Predicting COVID-19 Infection Using Machine Learning Methods Combined with Feature Selection

Çetin U. A., Abut F.

Avrupa Bilim ve Teknoloji Dergisi, vol.37, pp.52-58, 2022 (Peer-Reviewed Journal)


COVID-19 is an infection that has affected the world since December 31, 2019, and was declared a pandemic by WHO in March 2020. In this study, Multi-Layer Perceptron (MLP), Tree Boost (TB), Radial Basis Function Network (RBF), Support Vector Machine (SVM), and K-Means Clustering (kMC) individually combined with minimum redundancy maximum relevance (mRMR) and Relief-F have been used to construct new feature selection-based COVID-19 prediction models and discern the influential variables for prediction of COVID-19 infection.

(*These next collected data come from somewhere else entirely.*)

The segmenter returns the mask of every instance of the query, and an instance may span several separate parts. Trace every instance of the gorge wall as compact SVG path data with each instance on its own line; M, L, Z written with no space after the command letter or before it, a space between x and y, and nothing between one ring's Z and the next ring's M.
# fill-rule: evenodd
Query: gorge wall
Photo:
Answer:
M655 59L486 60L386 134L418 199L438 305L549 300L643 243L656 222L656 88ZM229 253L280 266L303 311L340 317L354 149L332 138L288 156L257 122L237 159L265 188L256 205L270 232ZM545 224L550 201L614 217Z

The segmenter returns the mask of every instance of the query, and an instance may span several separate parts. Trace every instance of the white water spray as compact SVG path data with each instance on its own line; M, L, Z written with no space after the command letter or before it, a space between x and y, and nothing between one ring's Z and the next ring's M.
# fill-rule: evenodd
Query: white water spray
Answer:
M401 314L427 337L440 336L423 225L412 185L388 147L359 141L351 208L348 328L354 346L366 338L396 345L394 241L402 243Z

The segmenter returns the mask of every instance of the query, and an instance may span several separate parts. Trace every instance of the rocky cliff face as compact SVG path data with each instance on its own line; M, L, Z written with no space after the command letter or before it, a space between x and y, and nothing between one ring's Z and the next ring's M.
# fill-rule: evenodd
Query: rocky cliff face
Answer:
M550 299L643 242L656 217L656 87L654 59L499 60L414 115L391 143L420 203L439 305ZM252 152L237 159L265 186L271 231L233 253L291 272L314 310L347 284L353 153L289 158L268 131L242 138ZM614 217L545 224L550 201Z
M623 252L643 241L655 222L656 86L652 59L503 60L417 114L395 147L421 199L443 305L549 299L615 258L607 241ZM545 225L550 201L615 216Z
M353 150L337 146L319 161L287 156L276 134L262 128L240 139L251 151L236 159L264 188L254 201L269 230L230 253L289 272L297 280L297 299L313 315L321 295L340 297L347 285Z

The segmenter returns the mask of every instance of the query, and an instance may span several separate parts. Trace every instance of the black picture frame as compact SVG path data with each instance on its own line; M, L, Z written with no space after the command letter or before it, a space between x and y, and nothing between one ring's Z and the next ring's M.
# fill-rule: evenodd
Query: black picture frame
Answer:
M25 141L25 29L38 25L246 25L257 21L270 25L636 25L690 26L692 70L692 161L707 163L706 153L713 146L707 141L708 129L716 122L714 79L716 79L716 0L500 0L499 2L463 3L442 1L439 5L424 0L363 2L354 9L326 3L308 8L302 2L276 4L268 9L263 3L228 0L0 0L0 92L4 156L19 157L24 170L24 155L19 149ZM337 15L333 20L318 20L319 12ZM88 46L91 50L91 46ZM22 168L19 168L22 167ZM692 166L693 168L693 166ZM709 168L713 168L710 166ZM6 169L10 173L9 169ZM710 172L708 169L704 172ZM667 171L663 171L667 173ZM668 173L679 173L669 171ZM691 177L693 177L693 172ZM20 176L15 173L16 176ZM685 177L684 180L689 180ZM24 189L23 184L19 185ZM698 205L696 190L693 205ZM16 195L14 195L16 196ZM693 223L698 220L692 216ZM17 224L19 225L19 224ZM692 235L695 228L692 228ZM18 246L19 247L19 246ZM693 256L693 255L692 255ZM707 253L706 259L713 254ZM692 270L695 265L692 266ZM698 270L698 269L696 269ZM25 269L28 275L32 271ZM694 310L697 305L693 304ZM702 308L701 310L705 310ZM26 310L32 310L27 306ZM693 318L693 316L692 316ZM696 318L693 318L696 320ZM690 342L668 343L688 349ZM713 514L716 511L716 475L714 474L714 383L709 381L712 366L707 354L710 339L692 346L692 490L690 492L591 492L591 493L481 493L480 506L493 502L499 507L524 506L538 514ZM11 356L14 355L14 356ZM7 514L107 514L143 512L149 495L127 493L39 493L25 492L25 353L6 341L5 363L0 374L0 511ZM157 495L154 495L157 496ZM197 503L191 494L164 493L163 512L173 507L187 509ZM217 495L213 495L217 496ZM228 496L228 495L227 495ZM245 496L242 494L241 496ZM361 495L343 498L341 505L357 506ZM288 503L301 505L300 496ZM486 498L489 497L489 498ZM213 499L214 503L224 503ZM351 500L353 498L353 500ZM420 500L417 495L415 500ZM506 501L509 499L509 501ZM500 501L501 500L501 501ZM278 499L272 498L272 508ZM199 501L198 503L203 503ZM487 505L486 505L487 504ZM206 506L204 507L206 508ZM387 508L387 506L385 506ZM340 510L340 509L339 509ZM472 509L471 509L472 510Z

The dataset has information related to 20.000 patients (i.e., 10.000 positives, 10.000 negatives) and includes several personal, symptomatic, and non-symptomatic variables. The accuracy, recall, and F1-score metrics have been used to assess the models’ performance, whereas the generalization errors of the models were evaluated using 10-fold cross-validation. The results show that the average performance of mRMR is slightly better than Relief-F in predicting the COVID-19 infection of a patient. In addition, mRMR is more successful than the Relief-F algorithm in finding the relative relevance order of the COVID-19 predictors. The mRMR algorithm emphasizes symptomatic variables such as fever and cough, whereas the Relief-F algorithm highlights non-symptomatic variables such as age and race. It has also been observed that, in general, MLP outperforms all other classifiers for predicting the COVID-19 infection.